Sachsen: Sachsen gehört zu den Bundesländern mit den strengsten Corona-Regeln. "Das Verlassen der häuslichen Unterkunft ohne triftigen Grund wird untersagt", ist der Grundsatz der Ausgangsbeschränkung. Selbst Sport und Bewegung im Freien sollen "vorrangig im Umfeld des Wohnbereichs" stattfinden. Damit fallen Osterausflüge und Osterfeiern in diesem Jahr aus, ebenso Besuche bei der Verwandtschaft oder Freunden.

Sachsen-Anhalt: "Der Osterhase darf kommen", versucht sich die Landesregierung in Zweckoptimismus zu den Feiertagen. Allerdings wird auch in Sachsen-Anhalt das Osterfest anders als gewöhnlich ausfallen. Reisen aus touristischem Anlass sind untersagt, dazu zählen auch reine Ausflugsfahrten. Die eigene Familie darf aber in Sachsen-Anhalt weiterhin besucht werden, auch Spaziergänge oder Radtouren rund um den eigenen Wohnort sind zulässig. Picknicken und Grillen sind allerdings auch dort verboten, ebenso soll die Ostereiersuche im Park unterbleiben. "Da es beim Verstecken und  Suchen von Ostereiern im Öffentlichen Raum allerdings schnell zu größeren Ansammlungen kommen kann und im Eifer des Geschehens das Abstandsgebot nicht eingehalten wird, bitten wir Sie im  Moment davon Abstand zu nehmen."

Schleswig-Holstein: Im Zusammenspiel mit Hamburg spielten sich in Schleswig-Holstein in den vergangenen Wochen bizarre Szenen ab: Radfahrer aus der Hansestadt wurden auf Touren ins nördliche Nachbarland von der Polizei zurückgeschickt oder Menschen mit Hamburger Autokennzeichen aus schleswig-holsteinischen Ortschaften vertrieben.
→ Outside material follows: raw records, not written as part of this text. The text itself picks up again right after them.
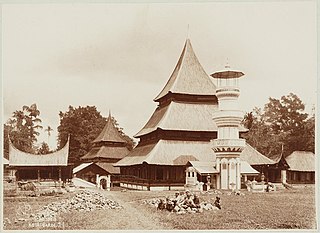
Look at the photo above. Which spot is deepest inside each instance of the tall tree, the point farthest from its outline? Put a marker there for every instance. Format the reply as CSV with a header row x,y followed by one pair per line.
x,y
48,130
282,126
44,149
83,124
23,128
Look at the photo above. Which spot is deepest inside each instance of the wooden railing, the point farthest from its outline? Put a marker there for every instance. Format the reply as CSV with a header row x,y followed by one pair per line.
x,y
137,180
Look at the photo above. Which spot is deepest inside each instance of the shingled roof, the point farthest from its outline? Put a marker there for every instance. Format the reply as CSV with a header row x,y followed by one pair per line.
x,y
109,133
254,157
166,152
301,161
106,152
183,116
21,158
188,76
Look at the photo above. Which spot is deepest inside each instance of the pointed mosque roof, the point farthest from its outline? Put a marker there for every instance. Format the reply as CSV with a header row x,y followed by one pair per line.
x,y
188,76
109,133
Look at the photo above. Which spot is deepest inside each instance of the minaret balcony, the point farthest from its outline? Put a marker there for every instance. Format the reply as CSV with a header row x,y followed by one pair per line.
x,y
227,91
228,145
227,118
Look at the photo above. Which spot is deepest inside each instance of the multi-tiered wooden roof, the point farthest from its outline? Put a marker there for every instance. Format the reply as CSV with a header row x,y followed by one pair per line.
x,y
181,127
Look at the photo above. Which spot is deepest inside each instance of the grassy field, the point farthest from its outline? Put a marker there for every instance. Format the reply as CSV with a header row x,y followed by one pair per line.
x,y
284,209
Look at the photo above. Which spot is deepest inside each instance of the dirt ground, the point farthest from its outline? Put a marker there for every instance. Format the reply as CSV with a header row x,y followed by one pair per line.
x,y
284,209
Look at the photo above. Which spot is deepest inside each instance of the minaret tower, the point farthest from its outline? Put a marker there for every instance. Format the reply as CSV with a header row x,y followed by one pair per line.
x,y
228,145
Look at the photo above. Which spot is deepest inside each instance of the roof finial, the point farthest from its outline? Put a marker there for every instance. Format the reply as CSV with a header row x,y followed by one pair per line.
x,y
188,32
227,64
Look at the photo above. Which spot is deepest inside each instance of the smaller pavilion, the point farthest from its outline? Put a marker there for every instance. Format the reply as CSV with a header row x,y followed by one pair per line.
x,y
108,148
52,166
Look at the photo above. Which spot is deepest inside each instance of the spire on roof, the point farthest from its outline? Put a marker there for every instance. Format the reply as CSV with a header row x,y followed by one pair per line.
x,y
109,133
188,76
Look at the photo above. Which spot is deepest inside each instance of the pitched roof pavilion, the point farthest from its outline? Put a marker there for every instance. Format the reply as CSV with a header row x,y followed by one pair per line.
x,y
188,76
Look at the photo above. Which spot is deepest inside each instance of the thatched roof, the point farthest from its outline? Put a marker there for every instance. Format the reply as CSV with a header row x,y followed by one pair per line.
x,y
204,167
183,116
165,152
21,158
254,157
188,76
109,133
111,152
170,152
80,167
246,169
108,167
301,161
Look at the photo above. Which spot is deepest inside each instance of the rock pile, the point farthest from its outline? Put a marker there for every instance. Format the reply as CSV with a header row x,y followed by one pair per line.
x,y
84,201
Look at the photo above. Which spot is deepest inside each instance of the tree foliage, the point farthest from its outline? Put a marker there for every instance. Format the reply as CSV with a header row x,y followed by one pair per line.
x,y
83,124
43,149
282,127
23,128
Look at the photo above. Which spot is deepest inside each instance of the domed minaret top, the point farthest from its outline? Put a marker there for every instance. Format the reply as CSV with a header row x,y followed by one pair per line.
x,y
228,145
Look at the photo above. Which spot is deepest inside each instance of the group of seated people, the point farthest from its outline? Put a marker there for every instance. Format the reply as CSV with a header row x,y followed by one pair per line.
x,y
180,200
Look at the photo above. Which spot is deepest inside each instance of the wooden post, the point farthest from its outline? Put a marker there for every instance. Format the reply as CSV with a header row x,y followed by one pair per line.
x,y
59,174
39,178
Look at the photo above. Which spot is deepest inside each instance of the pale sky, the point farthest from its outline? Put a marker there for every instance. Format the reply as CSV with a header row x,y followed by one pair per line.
x,y
119,56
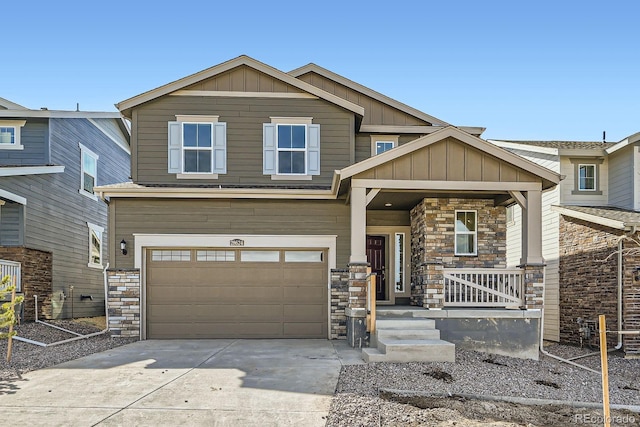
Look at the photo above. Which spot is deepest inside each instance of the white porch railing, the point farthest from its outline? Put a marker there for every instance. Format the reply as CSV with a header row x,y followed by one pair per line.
x,y
12,269
475,287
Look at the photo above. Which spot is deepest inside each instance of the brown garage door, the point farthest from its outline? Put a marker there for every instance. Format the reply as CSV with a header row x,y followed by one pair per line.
x,y
238,293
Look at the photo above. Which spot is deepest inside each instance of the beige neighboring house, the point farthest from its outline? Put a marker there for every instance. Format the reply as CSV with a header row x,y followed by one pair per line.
x,y
588,219
260,197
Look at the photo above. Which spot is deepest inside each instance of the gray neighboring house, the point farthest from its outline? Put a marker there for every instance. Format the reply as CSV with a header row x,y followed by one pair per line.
x,y
53,227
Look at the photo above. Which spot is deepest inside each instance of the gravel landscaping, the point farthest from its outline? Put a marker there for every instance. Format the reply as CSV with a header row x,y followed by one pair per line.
x,y
413,394
447,394
29,357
Gespräche auf Ebene der Landesregierungen sollten die Wogen glätten, sodass jetzt auch Ausflüge ins Hamburger Umland erlaubt sind. Dennoch gilt, dass touristische Reisen nach Schleswig-Holstein im Grundsatz verboten sind. Unter anderem ist auch der Zugang zu den Nord- und Ostseeinseln gesperrt. Bewohner des Landes dürfen sich unter Wahrung der Abstands- und Kontaktregeln weiterhin frei bewegen, auch zu ihren Angehörigen: "Für Familien-Besuche im privaten Raum gilt aber lediglich die dringende Bitte, die Kontakte auf ein absolut nötiges Minimum zu reduzieren", heißt es von der Landesregierung.

Thüringen: Auch in Thüringen bleiben die Beschränkungen über die Osterfeiertage in Kraft, mit allen Folgen für das Fest: Keine öffentlichen Veranstaltungen und auch keine privaten Versammlungen mit mehr als zwei Personen (Ausnahme: der eigene Haushalt). Osterbesuche sind damit nur in eingeschränktem Rahmen zulässig.

Hinweis: Die Verordnungen der Bundesländer sehen auch zahlreiche Ausnahmen oder weitere Beschränkungen für bestimmte Ereignisse oder Personenkreise vor, die in dem groben Überblick an dieser Stelle nicht en détail aufgeführt werden. Maßgeblich sind daher immer die amtlichen Bestimmungen der jeweiligen Landesregierungen:

Darüber hinaus können auch Kommunen oder Landkreise weitere Regeln erlassen.